My Roman Catholic friend doesn’t think John Calvin was a lawfully ordained minister of the gospel. How do we respond to this? Was he ordained? If so, by whom? 


Sent from my iPhone using Tapatalk


----------



## Tom Hart (Jul 9, 2019)

Guillaume Farel

https://en.m.wikipedia.org/wiki/William_Farel

Reactions: Like 1


----------



## Guido's Brother (Jul 9, 2019)

There's not a lot of discussion on this in Calvin's biographies. The only exception I've come across is Herman J. Selderhuis, John Calvin: A Pilgrim's Life. He writes: "Calvin's situation, however, posed no problem given that the Reformation was seen by its followers as nothing but a continuation of the existing church. Already existing church offices, including the office of chaplain, remained valid. Thus, even though Calvin had formerly renounced the income of his chaplaincy, he was nevertheless in the eyes of others an experienced and viable holder of church office." (page 66)

Reactions: Like 2


----------



## alexandermsmith (Jul 10, 2019)

God.

Reactions: Like 1


----------



## TylerRay (Jul 10, 2019)

Whit said:


> My Roman Catholic friend doesn’t think John Calvin was a lawfully ordained minister of the gospel. How do we respond to this? Was he ordained? If so, by whom?
> 
> Sent from my iPhone using Tapatalk


He was tonsured at age 12, and served as a chaplain afterward.

Reactions: Like 1


----------



## Scott Bushey (Jul 10, 2019)

TylerRay said:


> tonsured



tonsure | ˈtän(t)SHər | a part of a monk's or priest's head left bare on top by shaving off the hair. • [in singular] an act of shaving the top of a monk's or priest's head as a preparation for entering a religious order. [with object] (often as adjective tonsured) shave the hair on the crown of. ORIGIN late Middle English: from Old French, or from Latin tonsura, from tondere ‘shear, clip’.

Reactions: Like 1


----------



## Tom Hart (Jul 10, 2019)

Tom Hart said:


> Guillaume Farel
> 
> https://en.m.wikipedia.org/wiki/William_Farel


It appears that this is incorrect, or at best incomplete. I thought I had read it in Williston Walker's biography of Calvin, but perhaps not.

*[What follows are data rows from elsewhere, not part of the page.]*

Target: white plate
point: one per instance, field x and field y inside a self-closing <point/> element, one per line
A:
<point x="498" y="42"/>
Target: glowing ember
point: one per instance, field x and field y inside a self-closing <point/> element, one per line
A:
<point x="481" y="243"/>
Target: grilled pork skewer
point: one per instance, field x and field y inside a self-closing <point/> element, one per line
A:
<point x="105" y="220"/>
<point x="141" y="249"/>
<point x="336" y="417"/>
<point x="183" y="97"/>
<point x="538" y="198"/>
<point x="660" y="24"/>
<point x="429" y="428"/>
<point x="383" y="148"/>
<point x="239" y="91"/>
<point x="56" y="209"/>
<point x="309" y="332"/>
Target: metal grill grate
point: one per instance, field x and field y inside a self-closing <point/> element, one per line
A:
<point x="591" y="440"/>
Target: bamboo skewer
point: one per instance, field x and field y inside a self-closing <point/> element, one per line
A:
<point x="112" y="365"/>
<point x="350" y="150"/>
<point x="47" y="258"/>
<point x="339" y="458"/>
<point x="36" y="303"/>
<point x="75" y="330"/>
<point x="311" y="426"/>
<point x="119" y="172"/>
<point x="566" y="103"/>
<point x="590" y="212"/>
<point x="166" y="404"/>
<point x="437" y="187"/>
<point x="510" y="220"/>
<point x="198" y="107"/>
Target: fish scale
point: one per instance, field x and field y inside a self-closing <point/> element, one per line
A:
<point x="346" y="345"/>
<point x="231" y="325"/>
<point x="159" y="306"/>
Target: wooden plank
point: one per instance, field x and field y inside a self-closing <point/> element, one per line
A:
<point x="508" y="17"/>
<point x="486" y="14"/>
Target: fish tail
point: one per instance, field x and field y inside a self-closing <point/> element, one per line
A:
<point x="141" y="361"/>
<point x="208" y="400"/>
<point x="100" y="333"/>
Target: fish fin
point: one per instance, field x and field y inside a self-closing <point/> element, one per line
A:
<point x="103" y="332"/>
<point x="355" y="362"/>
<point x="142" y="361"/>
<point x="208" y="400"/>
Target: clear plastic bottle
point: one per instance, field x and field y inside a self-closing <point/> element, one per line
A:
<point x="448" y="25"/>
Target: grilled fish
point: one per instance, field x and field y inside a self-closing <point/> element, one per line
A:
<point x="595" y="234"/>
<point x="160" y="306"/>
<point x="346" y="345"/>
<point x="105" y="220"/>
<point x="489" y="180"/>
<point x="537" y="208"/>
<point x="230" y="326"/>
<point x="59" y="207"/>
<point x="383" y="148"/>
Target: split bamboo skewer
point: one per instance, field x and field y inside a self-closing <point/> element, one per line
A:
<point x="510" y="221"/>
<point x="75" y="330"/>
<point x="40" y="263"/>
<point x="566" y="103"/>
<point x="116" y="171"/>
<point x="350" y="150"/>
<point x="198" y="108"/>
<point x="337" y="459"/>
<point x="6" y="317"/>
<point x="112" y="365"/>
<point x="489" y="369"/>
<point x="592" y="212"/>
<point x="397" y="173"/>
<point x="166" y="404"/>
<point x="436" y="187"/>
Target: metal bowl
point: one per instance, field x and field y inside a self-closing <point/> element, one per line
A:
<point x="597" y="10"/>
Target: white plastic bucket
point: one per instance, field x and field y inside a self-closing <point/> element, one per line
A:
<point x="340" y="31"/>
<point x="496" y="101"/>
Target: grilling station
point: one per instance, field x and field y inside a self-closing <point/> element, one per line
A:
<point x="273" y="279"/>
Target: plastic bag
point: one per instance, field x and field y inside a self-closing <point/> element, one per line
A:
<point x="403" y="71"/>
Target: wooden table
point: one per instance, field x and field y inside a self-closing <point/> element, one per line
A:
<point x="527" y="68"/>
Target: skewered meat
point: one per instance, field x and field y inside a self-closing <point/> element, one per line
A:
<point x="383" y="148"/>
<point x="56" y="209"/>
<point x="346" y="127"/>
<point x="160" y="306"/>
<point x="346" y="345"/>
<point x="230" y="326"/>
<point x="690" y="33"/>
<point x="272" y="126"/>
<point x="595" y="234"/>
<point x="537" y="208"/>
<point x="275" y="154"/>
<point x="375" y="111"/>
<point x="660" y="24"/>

Apparently there's no very hard evidence one way or the other, but there are references to Calvin being "authorized" by the presbytery, and Calvin himself thought highly of the importance of ordination. Also, from what I've read, nowhere among Sadoleto's criticisms of Calvin is any mention of lack of ordination.

Reactions: Like 1


----------



## Logan (Jul 10, 2019)

Almost certainly the Presbytery of Geneva.

https://www.logcollegepress.com/blog/2018/7/25/was-john-calvin-ordained

Reactions: Like 2


----------



## Contra_Mundum (Jul 10, 2019)

Related to the above from Logan, here is Th.Smyth's comments, see from p.84
https://static1.squarespace.com/static/590be125ff7c502a07752a5b/t/5a03d3bf0d9297d316867eef/1510200271427/Smyth,+Thomas,+Calvin+and+His+Enemies.pdf

Reactions: Like 2


----------



## Whit (Jul 10, 2019)

Thank you so much for this!


----------